I liked two snippets from the article enough that I thought they were worth repeating:
"...since when has the basic democratic principle of majority rule been a bad thing? If 50% of the voting shares support an external candidate, they should be on the board."
And:
"...that is the heart of the problem. If boards feel their tenure is under no threat from shareholders they will continue to behave recklessly through value-destroying ego-driven takeovers and excessive executive pay deals."
Saturday, January 9, 2010
Monday, January 4, 2010
Executive pay reforms
The Productivity Commission has released its report on executive pay, which strengthens the power of shareholders to run their company and increases the accountability, transparency and independence of directors. Details of changes include:
- The “no vacancy” rule is to be eliminated. This currently allows boards of directors, rather than shareholders, to arbitrarily set the size of the board. In past candidates could receive a “for” vote of 50% but fail to be elected because there were only a limited number of vacancies. In such cases only those with the highest “for” vote (generally board endorsed candidates) are elected. This is a good reform as selecting directors should be left to shareholders, not the directors themselves.
- Remuneration reports must include a Plain English Summary, the Remuneration Committee cannot have any executives of ASX 300 companies on it and use of remuneration consultants is to be “overhauled”. Remuneration reports are becoming very complicated and the Australian Shareholder’s Association has opposed remuneration reports just for being too complex. If executives cannot understand the incentive structure then it reduces its ability to act as an incentive. Strengthening independence on the remuneration committee is also a good move. On remuneration consultants, I’ll wait until more details are released.
- The proposed “two strikes” rule, where a 25% “against” vote on the remuneration report for 2 consecutive years will require all directors to face re-election, has been weakened. A majority of shareholders will now be required to pass a resolution before moving to a spill. This was a result of lobbying by the Business Council of Australia, who rightly pointed out that as it stood this rule gave control to a minority of shareholders. I think this is irrelevant, as a majority would have to vote against any director to vote them out, and is more a way for the BCA to save face.
A number of changes were not made:
- A salary cap was rejected as impractical. This is correct, with this change being pushed by unions and their politics of envy rather than shareholders. Increasing accountability and shareholder power is a better approach, as this allows pay to be linked to performance. And recent AGMs have demonstrated that shareholders are very willing to oppose outrageous pay when the executives are not performing.

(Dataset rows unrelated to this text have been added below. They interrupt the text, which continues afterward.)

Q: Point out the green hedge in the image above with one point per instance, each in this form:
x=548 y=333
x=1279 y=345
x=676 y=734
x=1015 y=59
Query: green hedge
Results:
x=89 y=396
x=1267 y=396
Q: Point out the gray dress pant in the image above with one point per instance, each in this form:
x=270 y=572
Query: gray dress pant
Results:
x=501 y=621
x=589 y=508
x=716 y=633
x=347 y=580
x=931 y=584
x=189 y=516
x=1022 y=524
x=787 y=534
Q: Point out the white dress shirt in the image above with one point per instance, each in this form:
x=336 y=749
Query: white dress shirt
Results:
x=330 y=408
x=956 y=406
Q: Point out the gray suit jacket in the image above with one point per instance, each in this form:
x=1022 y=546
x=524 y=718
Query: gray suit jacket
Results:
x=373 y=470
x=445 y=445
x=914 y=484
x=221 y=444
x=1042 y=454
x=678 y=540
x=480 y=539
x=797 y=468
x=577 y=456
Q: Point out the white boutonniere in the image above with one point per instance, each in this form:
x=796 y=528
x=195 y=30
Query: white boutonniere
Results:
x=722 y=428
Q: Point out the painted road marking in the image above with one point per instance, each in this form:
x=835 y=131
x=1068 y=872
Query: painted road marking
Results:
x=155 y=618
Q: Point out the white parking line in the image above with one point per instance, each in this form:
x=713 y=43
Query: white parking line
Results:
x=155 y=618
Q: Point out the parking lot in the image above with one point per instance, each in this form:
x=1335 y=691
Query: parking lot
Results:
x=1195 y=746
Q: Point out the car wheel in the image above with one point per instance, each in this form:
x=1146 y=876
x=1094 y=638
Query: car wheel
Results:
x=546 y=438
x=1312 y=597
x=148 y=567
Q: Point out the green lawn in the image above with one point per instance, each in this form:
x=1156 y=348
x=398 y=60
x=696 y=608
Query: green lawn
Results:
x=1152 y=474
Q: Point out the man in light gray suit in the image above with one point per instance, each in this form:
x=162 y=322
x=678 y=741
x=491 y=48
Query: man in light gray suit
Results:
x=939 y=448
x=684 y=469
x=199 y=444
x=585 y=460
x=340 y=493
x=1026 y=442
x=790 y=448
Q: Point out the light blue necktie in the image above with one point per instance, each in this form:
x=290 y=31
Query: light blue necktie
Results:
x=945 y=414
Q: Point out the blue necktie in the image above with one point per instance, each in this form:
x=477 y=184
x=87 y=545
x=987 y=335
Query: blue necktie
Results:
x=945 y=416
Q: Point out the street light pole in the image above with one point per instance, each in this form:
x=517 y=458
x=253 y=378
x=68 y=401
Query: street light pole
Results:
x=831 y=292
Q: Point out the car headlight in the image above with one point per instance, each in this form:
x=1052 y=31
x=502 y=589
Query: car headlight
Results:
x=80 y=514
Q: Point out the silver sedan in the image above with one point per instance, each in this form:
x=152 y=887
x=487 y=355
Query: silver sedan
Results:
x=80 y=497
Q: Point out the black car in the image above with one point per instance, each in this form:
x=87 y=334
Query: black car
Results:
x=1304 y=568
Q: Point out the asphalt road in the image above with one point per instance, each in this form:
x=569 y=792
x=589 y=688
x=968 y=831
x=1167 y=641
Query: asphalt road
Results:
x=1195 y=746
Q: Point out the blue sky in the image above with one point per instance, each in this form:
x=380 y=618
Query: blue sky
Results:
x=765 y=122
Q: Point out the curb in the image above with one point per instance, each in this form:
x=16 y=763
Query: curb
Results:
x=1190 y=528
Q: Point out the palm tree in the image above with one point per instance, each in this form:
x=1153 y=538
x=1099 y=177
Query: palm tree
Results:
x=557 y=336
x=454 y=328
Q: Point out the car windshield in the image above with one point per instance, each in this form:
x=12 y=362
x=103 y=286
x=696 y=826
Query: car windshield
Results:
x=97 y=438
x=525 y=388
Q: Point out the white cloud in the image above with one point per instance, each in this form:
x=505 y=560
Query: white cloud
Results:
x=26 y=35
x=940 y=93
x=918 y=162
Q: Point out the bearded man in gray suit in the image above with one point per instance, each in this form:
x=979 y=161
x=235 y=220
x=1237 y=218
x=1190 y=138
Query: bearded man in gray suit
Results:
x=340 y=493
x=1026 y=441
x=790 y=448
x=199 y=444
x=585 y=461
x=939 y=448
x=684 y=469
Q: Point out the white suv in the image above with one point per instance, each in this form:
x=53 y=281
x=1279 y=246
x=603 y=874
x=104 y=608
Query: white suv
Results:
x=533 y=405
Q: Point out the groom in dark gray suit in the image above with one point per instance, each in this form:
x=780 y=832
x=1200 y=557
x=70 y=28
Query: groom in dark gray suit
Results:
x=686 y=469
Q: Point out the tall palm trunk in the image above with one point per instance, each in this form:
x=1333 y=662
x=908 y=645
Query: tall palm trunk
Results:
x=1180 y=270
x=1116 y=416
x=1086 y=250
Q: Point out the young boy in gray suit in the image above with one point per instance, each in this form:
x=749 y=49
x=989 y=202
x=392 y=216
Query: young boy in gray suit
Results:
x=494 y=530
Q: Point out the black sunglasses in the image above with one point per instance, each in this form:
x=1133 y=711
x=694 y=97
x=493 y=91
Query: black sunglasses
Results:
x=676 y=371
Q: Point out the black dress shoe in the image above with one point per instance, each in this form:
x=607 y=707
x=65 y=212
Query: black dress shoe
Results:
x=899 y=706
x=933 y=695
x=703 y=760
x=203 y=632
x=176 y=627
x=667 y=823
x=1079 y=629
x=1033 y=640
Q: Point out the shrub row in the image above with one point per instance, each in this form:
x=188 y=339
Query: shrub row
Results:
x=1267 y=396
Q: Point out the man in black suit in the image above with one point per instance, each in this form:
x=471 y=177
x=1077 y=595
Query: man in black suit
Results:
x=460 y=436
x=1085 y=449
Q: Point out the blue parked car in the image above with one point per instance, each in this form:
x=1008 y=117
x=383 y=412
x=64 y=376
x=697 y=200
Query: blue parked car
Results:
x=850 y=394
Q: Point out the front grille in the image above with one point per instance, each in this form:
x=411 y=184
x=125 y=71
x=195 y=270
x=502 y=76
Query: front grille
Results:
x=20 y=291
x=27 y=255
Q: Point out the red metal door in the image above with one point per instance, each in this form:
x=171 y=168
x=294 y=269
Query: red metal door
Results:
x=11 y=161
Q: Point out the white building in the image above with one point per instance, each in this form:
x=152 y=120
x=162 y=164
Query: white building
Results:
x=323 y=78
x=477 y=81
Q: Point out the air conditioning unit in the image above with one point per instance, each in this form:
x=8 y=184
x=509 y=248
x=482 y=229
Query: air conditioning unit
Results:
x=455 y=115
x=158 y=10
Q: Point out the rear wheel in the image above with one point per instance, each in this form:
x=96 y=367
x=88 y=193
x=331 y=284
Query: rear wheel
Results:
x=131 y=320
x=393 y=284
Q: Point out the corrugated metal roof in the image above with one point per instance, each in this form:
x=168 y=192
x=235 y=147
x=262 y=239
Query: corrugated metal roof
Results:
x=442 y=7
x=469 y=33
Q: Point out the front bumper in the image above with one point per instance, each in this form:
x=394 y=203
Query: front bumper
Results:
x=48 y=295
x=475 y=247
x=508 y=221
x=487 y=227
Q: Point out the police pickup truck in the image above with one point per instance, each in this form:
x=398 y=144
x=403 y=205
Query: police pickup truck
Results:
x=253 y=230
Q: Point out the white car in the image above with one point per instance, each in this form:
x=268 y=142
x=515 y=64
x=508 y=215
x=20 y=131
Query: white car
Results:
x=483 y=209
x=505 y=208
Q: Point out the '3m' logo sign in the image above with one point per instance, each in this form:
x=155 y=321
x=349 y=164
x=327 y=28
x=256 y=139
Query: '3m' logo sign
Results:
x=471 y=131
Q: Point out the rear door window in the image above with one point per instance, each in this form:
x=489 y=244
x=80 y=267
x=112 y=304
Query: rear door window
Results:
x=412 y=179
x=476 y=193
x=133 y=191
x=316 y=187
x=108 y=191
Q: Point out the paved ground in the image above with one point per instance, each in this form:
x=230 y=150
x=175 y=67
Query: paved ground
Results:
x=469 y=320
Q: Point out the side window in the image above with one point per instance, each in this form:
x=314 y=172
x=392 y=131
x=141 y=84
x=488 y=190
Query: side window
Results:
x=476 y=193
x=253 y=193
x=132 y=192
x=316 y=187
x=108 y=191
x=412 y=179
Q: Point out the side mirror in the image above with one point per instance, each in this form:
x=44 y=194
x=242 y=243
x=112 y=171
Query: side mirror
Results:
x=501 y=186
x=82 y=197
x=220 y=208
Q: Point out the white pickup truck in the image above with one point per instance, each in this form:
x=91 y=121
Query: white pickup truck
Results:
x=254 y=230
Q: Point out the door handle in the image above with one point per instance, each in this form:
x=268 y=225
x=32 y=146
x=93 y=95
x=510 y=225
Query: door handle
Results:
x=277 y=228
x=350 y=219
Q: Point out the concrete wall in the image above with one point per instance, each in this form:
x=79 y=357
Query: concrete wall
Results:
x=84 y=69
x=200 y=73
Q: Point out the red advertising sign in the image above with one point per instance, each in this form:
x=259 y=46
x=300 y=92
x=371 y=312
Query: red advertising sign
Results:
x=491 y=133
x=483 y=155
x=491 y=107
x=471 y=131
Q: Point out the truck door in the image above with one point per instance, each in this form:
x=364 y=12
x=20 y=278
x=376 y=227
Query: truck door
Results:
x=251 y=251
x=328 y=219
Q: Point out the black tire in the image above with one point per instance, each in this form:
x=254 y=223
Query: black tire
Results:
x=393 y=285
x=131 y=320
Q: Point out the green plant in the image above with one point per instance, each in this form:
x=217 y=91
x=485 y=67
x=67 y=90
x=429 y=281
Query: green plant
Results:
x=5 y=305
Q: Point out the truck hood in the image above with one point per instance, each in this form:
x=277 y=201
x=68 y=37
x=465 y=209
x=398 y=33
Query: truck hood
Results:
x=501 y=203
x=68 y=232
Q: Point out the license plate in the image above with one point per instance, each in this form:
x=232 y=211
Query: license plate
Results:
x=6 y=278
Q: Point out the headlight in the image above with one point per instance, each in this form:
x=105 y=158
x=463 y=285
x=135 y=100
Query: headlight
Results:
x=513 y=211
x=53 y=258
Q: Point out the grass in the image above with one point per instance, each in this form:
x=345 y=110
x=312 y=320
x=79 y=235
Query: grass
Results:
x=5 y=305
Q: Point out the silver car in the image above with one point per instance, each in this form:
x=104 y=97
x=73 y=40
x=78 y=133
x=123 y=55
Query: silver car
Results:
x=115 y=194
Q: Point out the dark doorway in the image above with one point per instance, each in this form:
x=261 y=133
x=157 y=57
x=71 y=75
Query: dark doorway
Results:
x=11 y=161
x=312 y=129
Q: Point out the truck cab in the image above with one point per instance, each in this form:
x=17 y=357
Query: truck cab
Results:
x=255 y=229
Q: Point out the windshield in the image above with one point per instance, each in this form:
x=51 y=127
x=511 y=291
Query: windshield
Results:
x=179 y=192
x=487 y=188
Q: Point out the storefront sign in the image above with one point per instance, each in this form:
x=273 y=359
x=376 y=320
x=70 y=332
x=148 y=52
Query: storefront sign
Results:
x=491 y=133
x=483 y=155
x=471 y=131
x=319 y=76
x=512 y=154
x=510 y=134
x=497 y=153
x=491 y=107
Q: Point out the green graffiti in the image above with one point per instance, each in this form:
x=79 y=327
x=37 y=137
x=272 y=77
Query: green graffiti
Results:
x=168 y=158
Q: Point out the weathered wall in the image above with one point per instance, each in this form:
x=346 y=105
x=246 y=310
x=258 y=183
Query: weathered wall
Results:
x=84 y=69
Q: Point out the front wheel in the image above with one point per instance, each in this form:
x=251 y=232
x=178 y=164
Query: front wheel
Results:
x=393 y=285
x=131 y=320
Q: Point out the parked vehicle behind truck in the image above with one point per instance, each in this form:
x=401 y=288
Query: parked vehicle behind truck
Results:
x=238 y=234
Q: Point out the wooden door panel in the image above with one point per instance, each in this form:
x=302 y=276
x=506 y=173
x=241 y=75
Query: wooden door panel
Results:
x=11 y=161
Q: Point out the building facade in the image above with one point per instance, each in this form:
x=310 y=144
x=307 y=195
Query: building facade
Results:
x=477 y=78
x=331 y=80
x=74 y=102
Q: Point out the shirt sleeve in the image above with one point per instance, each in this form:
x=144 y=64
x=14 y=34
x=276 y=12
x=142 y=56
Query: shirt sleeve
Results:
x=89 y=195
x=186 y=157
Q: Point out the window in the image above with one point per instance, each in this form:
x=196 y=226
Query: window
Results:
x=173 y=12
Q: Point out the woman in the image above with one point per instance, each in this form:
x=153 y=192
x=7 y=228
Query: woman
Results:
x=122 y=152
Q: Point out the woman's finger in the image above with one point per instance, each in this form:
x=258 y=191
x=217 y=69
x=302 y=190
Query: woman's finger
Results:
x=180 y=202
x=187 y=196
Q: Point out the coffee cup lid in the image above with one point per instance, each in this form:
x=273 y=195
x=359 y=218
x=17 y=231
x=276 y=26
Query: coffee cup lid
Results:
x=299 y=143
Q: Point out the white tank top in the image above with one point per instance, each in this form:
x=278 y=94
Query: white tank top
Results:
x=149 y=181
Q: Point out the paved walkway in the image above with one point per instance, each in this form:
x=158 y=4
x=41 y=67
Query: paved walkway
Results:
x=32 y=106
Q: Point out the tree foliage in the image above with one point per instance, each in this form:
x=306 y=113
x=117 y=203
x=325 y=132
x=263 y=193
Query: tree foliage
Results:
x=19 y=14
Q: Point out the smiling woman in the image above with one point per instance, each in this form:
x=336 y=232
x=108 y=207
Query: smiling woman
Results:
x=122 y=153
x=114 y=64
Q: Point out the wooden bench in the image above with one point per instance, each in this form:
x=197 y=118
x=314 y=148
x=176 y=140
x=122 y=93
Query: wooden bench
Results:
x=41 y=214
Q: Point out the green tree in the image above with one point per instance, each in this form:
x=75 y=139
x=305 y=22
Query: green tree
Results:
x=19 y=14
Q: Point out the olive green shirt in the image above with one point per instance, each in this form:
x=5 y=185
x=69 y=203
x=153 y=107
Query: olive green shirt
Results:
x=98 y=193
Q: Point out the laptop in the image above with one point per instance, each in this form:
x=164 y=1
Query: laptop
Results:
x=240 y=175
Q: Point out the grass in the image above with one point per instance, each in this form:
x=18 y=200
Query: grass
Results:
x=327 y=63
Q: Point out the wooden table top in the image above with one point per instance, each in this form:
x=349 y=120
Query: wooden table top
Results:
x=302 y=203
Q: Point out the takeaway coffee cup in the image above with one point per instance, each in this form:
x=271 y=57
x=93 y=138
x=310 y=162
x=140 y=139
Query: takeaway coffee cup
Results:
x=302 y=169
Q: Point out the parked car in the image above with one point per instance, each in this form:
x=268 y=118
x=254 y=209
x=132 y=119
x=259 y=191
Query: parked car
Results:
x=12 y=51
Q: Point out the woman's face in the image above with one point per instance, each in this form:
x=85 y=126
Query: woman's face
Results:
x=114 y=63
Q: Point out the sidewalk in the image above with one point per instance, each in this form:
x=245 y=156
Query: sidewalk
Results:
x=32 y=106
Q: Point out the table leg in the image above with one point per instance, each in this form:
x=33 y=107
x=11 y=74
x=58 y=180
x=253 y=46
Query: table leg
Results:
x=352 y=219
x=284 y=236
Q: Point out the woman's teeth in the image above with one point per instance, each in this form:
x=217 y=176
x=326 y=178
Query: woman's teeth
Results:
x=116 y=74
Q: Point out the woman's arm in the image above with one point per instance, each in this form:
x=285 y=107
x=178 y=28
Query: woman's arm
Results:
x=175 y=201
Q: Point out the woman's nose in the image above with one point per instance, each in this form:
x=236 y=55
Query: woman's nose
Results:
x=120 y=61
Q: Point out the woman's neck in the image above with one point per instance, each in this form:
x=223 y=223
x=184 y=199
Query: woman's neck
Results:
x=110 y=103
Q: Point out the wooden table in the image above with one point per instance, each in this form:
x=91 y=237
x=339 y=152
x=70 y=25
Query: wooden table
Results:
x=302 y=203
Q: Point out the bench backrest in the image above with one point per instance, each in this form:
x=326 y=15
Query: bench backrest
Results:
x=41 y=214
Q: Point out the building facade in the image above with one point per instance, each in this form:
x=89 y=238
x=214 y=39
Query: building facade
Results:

- No quotas for women directors will be set. A number of European countries have a similar policy in place. While true that directors are an old boys club, the problem is the old, not the boys. As with the salary cap, this is not a practical solution as it doesn’t tackle the underlying problem. Reforms such as removing the no vacancy rule are a better way of getting qualified candidates (including women) on boards.
- The chairman is still automatically given undirected proxies if shareholders do not nominate a proxy. Chairmen should be allowed to hold proxies, but currently shareholders who sign their voting form and send it back give their proxies to the chairman by default, even though they don’t indicate it, effectively giving power to the board and taking it from shareholders. As with the no vacancy rule, this should be eliminated, or at the very least chairmen should vote undirected proxies in line with how shareholders on the floor vote.
Overall these are good changes. Anything that gives more power to shareholders, the people who own the company, can only be good for their interests.